Live speech-to-text streaming on Apple Silicon. One command. No API keys. No cloud.
TextStream turns your Mac's microphone into a live transcription endpoint. It runs Qwen3-ASR on-device through MLX, filters noise with Silero VAD, and streams text over SSE at localhost:7890/stream. Any app, script, or frontend can subscribe and get words as they are spoken — with ~2% word error rate, no API keys, and zero cost.
Install · Quick Start · How It Works · API · Benchmarks · Configuration · Contributing
Cloud speech APIs charge per minute and add network latency. Whisper runs offline but is not real-time. There is no simple way to get a local, streaming transcription endpoint that any process on your machine can read from.

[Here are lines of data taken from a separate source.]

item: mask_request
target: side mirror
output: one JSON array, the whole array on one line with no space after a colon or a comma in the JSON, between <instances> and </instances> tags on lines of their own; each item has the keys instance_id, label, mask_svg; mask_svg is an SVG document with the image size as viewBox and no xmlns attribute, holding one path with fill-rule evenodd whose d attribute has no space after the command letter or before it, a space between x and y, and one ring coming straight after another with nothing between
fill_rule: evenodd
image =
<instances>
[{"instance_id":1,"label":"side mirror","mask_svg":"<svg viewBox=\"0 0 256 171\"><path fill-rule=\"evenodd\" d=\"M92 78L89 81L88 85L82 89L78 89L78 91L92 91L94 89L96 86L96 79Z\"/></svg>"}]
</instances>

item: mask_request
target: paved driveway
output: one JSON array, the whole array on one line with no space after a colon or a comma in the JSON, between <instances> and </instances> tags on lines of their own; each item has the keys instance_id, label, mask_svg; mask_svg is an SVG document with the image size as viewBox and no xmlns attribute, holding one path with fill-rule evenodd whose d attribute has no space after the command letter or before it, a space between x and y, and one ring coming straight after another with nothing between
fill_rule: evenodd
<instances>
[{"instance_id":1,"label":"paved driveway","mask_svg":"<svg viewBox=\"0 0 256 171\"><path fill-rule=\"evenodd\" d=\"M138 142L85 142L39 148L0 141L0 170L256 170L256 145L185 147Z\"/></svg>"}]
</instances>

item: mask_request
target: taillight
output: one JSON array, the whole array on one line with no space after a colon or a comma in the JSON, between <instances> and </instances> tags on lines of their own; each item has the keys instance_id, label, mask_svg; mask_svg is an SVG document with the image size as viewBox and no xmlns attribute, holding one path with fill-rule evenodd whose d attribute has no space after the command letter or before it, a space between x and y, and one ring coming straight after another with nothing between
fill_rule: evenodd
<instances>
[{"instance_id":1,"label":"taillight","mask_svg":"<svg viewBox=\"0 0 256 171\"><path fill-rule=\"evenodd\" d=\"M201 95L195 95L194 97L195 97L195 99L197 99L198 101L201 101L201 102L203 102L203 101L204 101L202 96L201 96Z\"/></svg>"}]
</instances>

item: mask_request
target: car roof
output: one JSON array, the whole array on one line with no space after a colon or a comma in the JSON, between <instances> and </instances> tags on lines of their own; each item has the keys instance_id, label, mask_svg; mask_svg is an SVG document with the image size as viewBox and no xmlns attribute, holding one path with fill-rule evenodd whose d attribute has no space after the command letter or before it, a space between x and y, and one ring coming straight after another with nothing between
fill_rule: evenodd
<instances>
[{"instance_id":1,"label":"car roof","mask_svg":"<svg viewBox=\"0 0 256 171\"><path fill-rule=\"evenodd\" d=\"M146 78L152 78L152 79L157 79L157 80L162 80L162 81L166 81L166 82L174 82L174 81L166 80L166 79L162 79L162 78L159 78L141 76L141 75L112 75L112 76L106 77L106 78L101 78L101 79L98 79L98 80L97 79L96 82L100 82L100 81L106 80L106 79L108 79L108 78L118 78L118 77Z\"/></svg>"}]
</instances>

TextStream fills that gap. One pip install, one command, and every app on your machine has access to a live transcript stream — for free.
Build voice-controlled tools. Add live captions to your app. Record meeting notes that write themselves. Pipe speech into your IDE. Whatever needs ears, point it at the stream.
pip install textstream-asrRequirements: macOS on Apple Silicon (M1/M2/M3/M4), Python 3.10+.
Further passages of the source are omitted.